This article is encouraging. I've now read two books on anarchy and have an anthology of anarchy to dip into. But I've read a lot of Hannah Arendt; I've read her On Revolution, for instance, four times. I'm wondering if you or any of your readers here would consider her at least partially an anarchist. (Kind of like James C. Scott in Two Cheers for Anarchy--a book I love.) I don't think Arendt anywhere describes herself as an anarchist. But in On Revolution, she describes the self-understanding of ancient Athens not as a democracy (a pejorative) but as isonomy--not in its modern sense but as "no rule." She also frequently cites the "institutions" that spontaneously occur after what she calls every legitimate modern revolution. These institutions are no more than people getting together locally to take care of political business and in the process, discovering and loving public freedom. This happened, she says, during the Parisian Commune, the Russian Revolution, and the Hungarian Revolution. The Army stopped those in Paris, but the revolutionaries themselves stopped them in Russia (but not without coopting the name of the popular institutions--"soviets") and the state in Hungary. (Professional revolutionaries, she complains, frequently replace multi-party systems with one-party systems out of a kind of counter-dependency.) Elsewhere she offers the French Resistance as an example of people self-organizing without rulers as alternative governments within occupied and Vichy France.
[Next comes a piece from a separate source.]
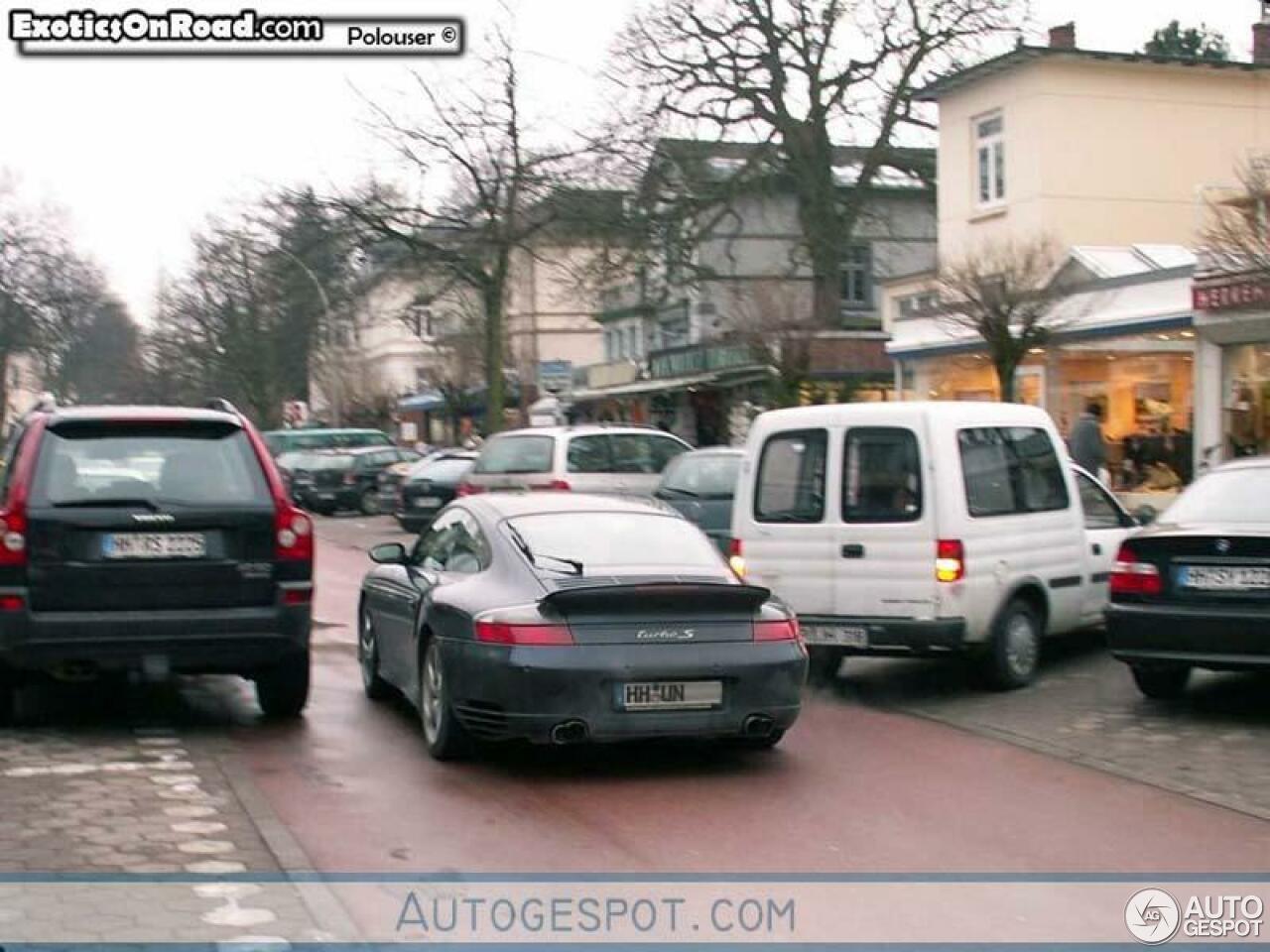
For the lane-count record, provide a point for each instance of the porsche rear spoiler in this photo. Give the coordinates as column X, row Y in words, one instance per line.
column 695, row 597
Arendt celebrates the U.S. Constitution but criticizes it for not institutionalizing the political life of New England's townships. She wants "representative democracy" and the vote replaced by what we pleonastically call "direct democracy."

Anyway, any thoughts on how much of her thought might be anarchist in nature would be appreciated. No problem, of course, if you or your readers don't have the time to address this!